Financieramente y por ley, en México casi siempre es más conveniente que te despidan, especialmente si es de forma injustificada, porque tienes derecho a una liquidación conforme a la Ley Federal del Trabajo, algo que no recibes si renuncias voluntariamente. La decisión final, sin embargo, depende de tu situación inmediata, tus ahorros y tus planes profesionales a corto plazo. Un despido injustificado genera derechos a tres pagos principales: el finiquito (salarios vencidos, vacaciones y prima vacacional no gozadas, aguinaldo proporcional), la prima de antigüedad (12 días de salario por año trabajado, con tope al doble del salario mínimo) y la indemnización constitucional (90 días de salario más 20 días por cada año de servicio).
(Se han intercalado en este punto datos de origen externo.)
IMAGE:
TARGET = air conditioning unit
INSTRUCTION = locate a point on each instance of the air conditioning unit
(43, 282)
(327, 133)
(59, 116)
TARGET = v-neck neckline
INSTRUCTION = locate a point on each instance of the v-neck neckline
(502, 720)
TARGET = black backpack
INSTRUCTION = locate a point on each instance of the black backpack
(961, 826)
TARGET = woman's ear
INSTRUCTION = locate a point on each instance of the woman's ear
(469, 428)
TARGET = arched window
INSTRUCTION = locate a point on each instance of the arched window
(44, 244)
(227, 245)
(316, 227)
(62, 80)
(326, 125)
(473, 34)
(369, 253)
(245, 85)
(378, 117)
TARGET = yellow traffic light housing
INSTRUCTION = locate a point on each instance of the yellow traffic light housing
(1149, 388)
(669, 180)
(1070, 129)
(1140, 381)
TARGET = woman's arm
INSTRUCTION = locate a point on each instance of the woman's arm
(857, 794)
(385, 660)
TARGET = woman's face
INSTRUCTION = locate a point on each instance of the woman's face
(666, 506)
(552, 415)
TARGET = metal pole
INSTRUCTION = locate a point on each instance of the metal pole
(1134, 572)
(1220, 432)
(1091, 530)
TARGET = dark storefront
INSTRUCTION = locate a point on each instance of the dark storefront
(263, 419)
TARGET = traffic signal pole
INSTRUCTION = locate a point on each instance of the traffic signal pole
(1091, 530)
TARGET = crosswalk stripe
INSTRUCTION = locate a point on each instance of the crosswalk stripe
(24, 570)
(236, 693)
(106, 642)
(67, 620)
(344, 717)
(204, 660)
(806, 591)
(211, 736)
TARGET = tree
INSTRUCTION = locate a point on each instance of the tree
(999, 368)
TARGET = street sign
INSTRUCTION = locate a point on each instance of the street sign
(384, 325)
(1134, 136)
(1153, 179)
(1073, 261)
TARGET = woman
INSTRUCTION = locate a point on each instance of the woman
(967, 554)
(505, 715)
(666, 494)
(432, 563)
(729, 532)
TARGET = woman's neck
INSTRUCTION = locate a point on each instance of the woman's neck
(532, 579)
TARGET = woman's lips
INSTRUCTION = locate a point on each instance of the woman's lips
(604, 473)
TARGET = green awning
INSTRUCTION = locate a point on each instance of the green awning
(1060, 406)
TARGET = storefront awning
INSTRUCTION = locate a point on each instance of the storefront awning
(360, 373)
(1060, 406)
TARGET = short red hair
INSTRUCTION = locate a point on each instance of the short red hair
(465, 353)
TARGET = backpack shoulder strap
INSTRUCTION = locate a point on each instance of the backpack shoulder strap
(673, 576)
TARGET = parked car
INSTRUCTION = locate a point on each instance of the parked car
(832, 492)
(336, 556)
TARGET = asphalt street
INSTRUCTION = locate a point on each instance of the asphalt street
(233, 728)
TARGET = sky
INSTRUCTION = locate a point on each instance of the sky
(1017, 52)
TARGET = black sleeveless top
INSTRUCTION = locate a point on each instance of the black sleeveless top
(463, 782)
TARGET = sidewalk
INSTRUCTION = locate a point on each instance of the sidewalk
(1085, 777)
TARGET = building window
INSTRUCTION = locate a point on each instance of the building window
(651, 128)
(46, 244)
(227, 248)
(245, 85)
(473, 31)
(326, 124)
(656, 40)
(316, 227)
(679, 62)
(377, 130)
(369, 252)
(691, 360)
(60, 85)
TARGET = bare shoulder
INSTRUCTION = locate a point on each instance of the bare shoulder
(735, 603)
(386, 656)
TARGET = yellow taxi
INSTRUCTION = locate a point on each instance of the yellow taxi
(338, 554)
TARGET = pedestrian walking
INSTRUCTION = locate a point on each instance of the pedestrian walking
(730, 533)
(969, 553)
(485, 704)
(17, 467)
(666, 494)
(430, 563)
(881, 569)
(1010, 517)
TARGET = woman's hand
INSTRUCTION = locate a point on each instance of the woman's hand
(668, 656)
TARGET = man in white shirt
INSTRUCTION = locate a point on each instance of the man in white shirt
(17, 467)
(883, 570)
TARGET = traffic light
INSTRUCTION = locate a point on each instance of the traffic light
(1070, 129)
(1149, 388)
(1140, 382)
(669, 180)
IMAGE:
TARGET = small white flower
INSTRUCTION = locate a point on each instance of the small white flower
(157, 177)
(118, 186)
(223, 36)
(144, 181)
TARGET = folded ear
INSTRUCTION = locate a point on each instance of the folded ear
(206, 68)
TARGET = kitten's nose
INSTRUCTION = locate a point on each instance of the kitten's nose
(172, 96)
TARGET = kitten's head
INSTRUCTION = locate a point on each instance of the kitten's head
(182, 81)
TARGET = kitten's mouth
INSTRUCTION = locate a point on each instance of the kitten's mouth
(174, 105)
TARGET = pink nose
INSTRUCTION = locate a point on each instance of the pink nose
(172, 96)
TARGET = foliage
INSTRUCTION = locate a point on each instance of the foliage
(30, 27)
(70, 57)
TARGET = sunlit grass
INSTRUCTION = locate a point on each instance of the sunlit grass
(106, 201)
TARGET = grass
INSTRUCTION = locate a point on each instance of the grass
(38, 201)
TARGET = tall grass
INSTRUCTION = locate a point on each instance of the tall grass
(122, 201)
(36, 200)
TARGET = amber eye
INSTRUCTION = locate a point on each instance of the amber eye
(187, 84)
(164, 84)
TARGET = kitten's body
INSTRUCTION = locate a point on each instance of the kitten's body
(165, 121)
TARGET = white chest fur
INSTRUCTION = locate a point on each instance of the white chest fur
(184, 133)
Según datos de OCCMundial, negociar una salida puede ser complejo, y muchos trabajadores aceptan menos por desconocimiento. La STPS, a través de la PROFEDET, ofrece asesoría gratuita para calcular tus derechos exactos. Si renuncias, solo recibes el finiquito, pero mantienes el control total del momento y evitas una nota de despido en tu historial, lo que para algunos reclutadores puede ser una bandera roja, aunque no es determinante si explicas bien la situación en la entrevista. Un cálculo rápido: para un sueldo mensual neto de $10,000 MXN con 3 años de antigüedad, la liquidación por despido injustificado podría rondar los $70,000 a $80,000 MXN brutos, mientras que al renunciar solo obtendrías un finiquito de aproximadamente $15,000 a $20,000 MXN, dependiendo de tus días de vacaciones pendientes. - La liquidación por despido es casi siempre mayor económicamente que el finiquito por renuncia. - Nunca firmes una renuncia si no estás de acuerdo, deja que la empresa te despida para proteger tus derechos. - Calcula siempre tu finiquito y liquidación potencial antes de tomar una decisión.
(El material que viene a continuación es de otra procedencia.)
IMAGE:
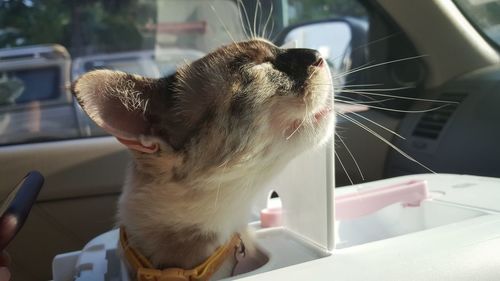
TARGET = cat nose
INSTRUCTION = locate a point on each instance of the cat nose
(297, 60)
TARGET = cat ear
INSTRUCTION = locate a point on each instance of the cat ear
(118, 103)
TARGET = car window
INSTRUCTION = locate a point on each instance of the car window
(45, 45)
(485, 15)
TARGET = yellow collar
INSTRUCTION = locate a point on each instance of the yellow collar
(145, 271)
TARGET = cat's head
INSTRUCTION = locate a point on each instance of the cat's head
(239, 107)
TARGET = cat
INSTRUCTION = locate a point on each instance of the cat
(206, 139)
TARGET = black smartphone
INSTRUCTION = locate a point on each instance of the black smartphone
(16, 207)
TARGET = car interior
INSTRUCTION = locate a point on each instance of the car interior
(426, 73)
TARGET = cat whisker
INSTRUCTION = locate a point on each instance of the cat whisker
(257, 4)
(379, 125)
(341, 98)
(264, 29)
(400, 110)
(300, 125)
(380, 89)
(343, 167)
(361, 85)
(366, 128)
(377, 65)
(352, 156)
(240, 3)
(361, 92)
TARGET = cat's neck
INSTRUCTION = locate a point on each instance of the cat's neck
(174, 224)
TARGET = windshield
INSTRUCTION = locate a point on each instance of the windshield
(485, 15)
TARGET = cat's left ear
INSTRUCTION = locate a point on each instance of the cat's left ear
(118, 103)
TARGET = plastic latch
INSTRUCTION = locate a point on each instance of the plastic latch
(365, 202)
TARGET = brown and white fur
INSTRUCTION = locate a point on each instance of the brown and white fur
(224, 124)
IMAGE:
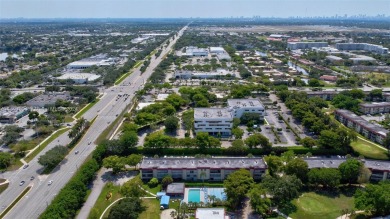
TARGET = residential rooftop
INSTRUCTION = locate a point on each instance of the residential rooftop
(199, 163)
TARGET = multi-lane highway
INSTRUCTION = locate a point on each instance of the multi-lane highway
(106, 110)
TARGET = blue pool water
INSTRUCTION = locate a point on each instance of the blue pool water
(217, 192)
(194, 195)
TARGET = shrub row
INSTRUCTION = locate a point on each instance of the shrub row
(71, 198)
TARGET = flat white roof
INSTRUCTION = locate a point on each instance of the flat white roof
(244, 103)
(90, 77)
(210, 213)
(212, 113)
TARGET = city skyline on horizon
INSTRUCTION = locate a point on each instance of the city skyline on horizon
(190, 8)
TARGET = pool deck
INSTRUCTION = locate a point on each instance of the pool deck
(186, 190)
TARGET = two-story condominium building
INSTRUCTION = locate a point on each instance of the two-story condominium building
(194, 169)
(213, 121)
(369, 130)
(374, 108)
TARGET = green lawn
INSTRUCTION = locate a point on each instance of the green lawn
(320, 205)
(102, 203)
(369, 150)
(152, 209)
(44, 144)
(86, 108)
(3, 187)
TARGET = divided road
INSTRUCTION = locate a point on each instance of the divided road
(106, 110)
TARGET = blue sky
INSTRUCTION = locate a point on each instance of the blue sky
(188, 8)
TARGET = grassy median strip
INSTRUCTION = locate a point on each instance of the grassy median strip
(44, 144)
(86, 108)
(15, 201)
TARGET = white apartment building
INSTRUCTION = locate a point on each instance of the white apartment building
(241, 106)
(213, 121)
(220, 120)
(362, 46)
(306, 45)
(194, 169)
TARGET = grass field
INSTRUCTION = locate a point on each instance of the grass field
(85, 109)
(3, 187)
(369, 150)
(320, 205)
(102, 203)
(44, 144)
(152, 209)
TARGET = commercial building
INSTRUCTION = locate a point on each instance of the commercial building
(79, 78)
(218, 74)
(213, 121)
(98, 60)
(330, 78)
(195, 169)
(210, 213)
(374, 108)
(220, 120)
(217, 50)
(305, 45)
(326, 95)
(241, 106)
(380, 170)
(195, 51)
(374, 132)
(11, 114)
(362, 46)
(48, 99)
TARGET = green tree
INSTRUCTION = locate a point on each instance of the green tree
(327, 177)
(133, 159)
(274, 164)
(258, 140)
(53, 157)
(5, 160)
(259, 201)
(308, 142)
(171, 124)
(153, 182)
(350, 170)
(374, 198)
(128, 208)
(132, 188)
(297, 167)
(237, 185)
(283, 189)
(128, 140)
(116, 163)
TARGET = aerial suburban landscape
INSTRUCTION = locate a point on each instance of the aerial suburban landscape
(185, 111)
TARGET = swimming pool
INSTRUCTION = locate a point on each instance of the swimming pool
(194, 195)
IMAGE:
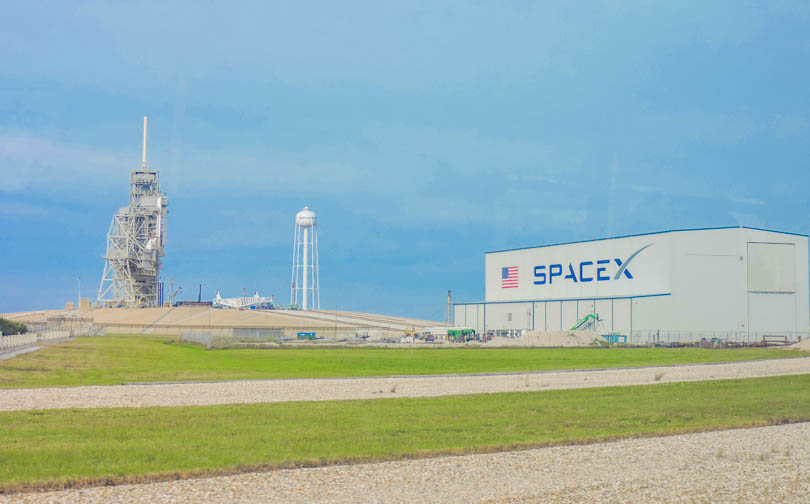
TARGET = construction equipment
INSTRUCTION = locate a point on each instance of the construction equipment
(589, 321)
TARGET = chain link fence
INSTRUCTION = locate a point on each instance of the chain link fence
(716, 338)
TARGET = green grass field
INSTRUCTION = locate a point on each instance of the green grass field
(46, 449)
(118, 359)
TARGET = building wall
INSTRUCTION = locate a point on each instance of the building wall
(732, 279)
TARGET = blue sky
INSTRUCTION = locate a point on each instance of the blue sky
(423, 134)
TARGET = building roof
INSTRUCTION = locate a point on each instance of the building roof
(645, 234)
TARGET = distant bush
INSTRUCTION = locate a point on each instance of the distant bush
(11, 327)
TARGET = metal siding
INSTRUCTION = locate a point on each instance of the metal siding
(539, 316)
(772, 313)
(569, 314)
(603, 311)
(553, 316)
(621, 316)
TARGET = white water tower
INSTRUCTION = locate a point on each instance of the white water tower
(305, 285)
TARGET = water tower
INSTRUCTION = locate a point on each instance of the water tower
(305, 285)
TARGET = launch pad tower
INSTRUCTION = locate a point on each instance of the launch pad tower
(135, 243)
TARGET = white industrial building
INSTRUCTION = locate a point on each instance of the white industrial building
(734, 282)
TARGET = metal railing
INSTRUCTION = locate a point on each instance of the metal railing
(14, 342)
(652, 337)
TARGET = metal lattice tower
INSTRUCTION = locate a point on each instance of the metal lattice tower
(135, 243)
(305, 262)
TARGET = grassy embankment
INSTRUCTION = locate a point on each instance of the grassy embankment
(58, 448)
(120, 359)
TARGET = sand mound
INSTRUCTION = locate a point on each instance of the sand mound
(802, 345)
(550, 339)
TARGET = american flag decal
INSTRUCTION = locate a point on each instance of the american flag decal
(509, 277)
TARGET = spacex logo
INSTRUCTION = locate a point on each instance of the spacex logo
(587, 271)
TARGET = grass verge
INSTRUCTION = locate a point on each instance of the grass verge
(68, 448)
(118, 359)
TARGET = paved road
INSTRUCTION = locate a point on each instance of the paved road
(767, 464)
(266, 391)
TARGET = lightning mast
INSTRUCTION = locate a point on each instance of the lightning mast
(135, 243)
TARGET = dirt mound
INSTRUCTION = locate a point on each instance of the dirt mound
(550, 339)
(802, 345)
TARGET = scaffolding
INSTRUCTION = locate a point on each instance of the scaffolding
(135, 243)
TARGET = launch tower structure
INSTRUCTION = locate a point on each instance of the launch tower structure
(135, 243)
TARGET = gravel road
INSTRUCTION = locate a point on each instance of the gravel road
(266, 391)
(768, 464)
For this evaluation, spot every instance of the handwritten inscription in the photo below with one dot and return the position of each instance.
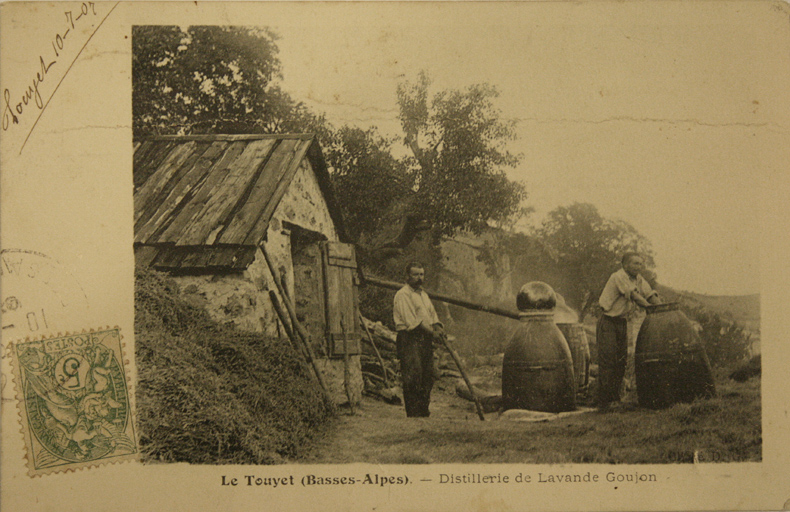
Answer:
(16, 105)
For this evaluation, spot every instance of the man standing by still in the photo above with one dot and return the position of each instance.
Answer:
(625, 289)
(417, 326)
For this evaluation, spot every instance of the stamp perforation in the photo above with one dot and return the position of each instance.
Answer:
(79, 398)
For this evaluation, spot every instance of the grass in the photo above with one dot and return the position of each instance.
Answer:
(210, 394)
(723, 429)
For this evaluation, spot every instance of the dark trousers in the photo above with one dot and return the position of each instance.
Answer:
(415, 351)
(612, 338)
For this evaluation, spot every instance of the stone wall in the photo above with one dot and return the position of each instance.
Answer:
(242, 298)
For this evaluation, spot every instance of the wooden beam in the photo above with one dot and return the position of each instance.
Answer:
(392, 285)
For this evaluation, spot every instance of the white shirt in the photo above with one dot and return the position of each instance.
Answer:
(411, 308)
(616, 296)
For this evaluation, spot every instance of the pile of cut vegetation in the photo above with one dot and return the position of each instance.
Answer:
(210, 394)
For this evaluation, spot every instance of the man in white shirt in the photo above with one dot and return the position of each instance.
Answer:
(625, 290)
(417, 326)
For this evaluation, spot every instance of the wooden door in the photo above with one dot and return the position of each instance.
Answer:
(341, 299)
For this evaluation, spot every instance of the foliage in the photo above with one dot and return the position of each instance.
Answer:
(211, 79)
(208, 393)
(368, 180)
(589, 247)
(726, 342)
(458, 143)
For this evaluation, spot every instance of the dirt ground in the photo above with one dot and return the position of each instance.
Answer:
(722, 429)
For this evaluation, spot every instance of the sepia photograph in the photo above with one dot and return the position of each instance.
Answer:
(394, 255)
(536, 272)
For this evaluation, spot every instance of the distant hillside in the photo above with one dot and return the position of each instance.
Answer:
(744, 309)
A mí me acaban de correr de un almacén en Ecatepec la semana pasada, y aunque al principio da un coraje, en frío veo que me convino. Mi sueldo era de $7,500 al mes, por quincena, y llevaba 2 años y medio. Al firmar mi finiquito y liquidación, el contador de la empresa me explicó todo: me dieron lo de mi última quincena, mi aguinaldo y vacaciones que no había tomado, que eso es el finiquito y era como $9,000 pesos. Pero luego, por el despido, me dieron la indemnización: 90 días de salario (unos $22,500) más 20 días por cada año (otros $10,000). En total, me voy con poco más de $40,000 libres. Si yo hubiera renunciado por el estrés, solo me llevaba los $9,000. Con esta lana me puedo tranquilizar un mes o dos mientras busco otra chamba, total, en el mismo polígono industrial siempre hay vacantes para almacenista. Lo que sí te digo: revisa bien los cálculos con la PROFEDET, porque a la primera la empresa me quería dar menos, diciendo que era "un acuerdo".
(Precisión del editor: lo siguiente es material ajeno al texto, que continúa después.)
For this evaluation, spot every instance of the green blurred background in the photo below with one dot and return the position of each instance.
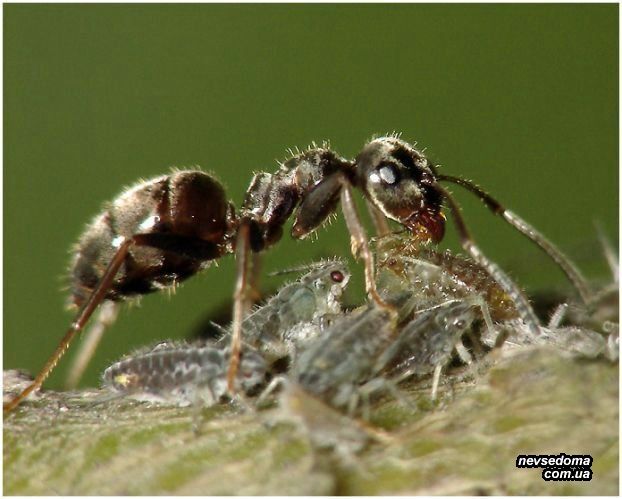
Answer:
(520, 98)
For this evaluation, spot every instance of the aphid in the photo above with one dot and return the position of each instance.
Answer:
(333, 367)
(426, 344)
(417, 277)
(164, 230)
(184, 374)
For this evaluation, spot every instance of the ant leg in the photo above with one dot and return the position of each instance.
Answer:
(96, 297)
(522, 304)
(436, 379)
(571, 271)
(240, 301)
(319, 203)
(380, 221)
(360, 246)
(108, 312)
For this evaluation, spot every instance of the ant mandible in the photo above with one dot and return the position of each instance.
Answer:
(164, 230)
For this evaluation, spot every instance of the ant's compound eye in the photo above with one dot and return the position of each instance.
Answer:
(388, 174)
(337, 276)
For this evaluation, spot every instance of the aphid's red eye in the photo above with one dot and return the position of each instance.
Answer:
(336, 276)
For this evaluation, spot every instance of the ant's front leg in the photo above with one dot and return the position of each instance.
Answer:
(321, 202)
(240, 300)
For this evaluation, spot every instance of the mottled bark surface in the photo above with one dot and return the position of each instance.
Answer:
(534, 401)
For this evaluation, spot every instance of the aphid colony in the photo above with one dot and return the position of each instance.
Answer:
(162, 231)
(302, 336)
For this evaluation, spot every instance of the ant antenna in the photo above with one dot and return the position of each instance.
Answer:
(303, 268)
(571, 271)
(522, 304)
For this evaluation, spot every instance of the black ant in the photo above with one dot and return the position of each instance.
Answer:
(164, 230)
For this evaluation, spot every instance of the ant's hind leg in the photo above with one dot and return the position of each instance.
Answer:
(107, 315)
(96, 297)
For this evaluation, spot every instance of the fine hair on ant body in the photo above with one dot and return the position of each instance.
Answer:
(163, 230)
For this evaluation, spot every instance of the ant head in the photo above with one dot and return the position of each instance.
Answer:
(399, 181)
Como reclutadora en Guadalajara, te doy un tip: si la empresa te presiona para que renuncies, es porque no quiere pagar la liquidación. No firmes nada en caliente. Un despido con causa (por faltas graves comprobadas) no genera indemnización, pero si no hay causa, tus derechos son claros. Una renuncia voluntaria cierra la puerta a cualquier reclamo posterior ante la Junta de Conciliación. Si te vas a ir, que sea con lo que te corresponde por ley, no por lo que te ofrecen por apuro.

Esto depende mucho de tu carrera. En tech, donde la movilidad es alta y las referencias son clave, a veces prefiero renunciar en buenos términos aunque deje dinero sobre la mesa. Una vez en un startup en CDMX, el ambiente se volvió insostenible. Aguanté unos meses buscando chamba desde el escritorio, hasta que conseguí una buena oferta. Renuncié con dos semanas de aviso, me dieron mi finiquito limpio (unos $50k por mi sueldo y bonos) y pude conservar a mi manager como referencia para el futuro. Si me hubieran despedido, quizá habría sacado $150k más, pero habría quemado un puente y en mi LinkedIn se vería raro. Para puestos más operativos o donde hay alta rotación, como en un call center o como mesero, sí conviene más que te corran, porque ese dinero extra hace una diferencia real y encontrar otra plaza similar suele ser rápido. La clave es tener ahorros para que la presión económica no te obligue a aceptar la primera oferta mala que llegue.

Yo soy freelance y a veces trabajo por proyectos con contrato. Si el cliente me dice que ya no me necesita, es como un -despido. Negocio una liquidación chica por el tiempo que llevo, a veces el pago de las semanas restantes del mes. Pero si yo decido salirme de un proyecto tóxico, simplemente renuncio y busco otro. En este mundo inestable, la salud mental a veces vale más que pelear por una indemnización, pero siempre hay que tener colchón financiero para esas decisiones.